Simon Birmingham: No I don’t, and I’d make a couple of observations in relation to that. One is that we live in a transparent and robust democracy where interviewers like yourself get to grill ministers like me. And for quite some time people had been asking the Prime Minister and other government ministers, what are you going to do in relation to COVID- 19? Will there be an inquiry? Will there be an investigation? So of course, in a country like Australia, leaders are going to be transparent. That’s the nature of living in a free, liberal democracy. And you’re going to have these sorts of issues aired in a public, open, transparent way. But we do so not to try to put blame on any one person or country. We do so just to try to make sure the world is better prepared for the future so that it doesn’t happen again. And if it does happen again, we at least can minimise the harm better next time around. And they are perfectly reasonable motivations for a government to pursue.

And I’d say at a broader level, that whilst of course we want to have the most respectful and engaging relationship with any of our partners — and China is a large and valued partner to Australia — we cannot operate in a position where we compromise on issues of national security or public health to appease any other country around the world. And we have to put our values, our interests, our security, our health first. But we do so in a context where we want to be as engaging and constructive with partners as we can, including on matters of trade and economics, as well as those matters of cooperation on health. And we want this to be an inquiry in which all countries cooperate and engage, including China.

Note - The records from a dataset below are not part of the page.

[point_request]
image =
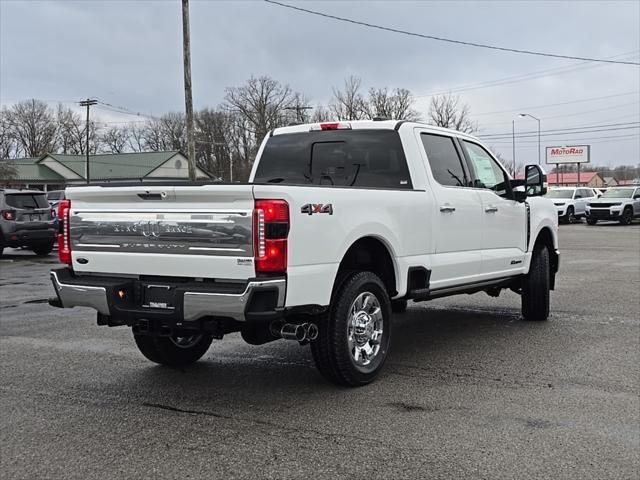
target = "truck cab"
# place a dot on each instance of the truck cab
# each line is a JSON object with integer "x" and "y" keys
{"x": 340, "y": 224}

Nicole Chvastek: That means they’re going to come after us.

Simon Birmingham: Well, again, that’s- you’re editorialising. I’m saying that for Australia, our approach has got to be to stand firm in terms of our policy positions, to be strong in defence of our values, to be respectful in our language and engagement, and to work with partners where we can in areas of mutual interest in agreement. And that’s the approach we take.

Nicole Chvastek: Minister, thank you.

Simon Birmingham: My pleasure.

Nicole Chvastek: Simon Birmingham is the Minister for Trade, Tourism and Investment.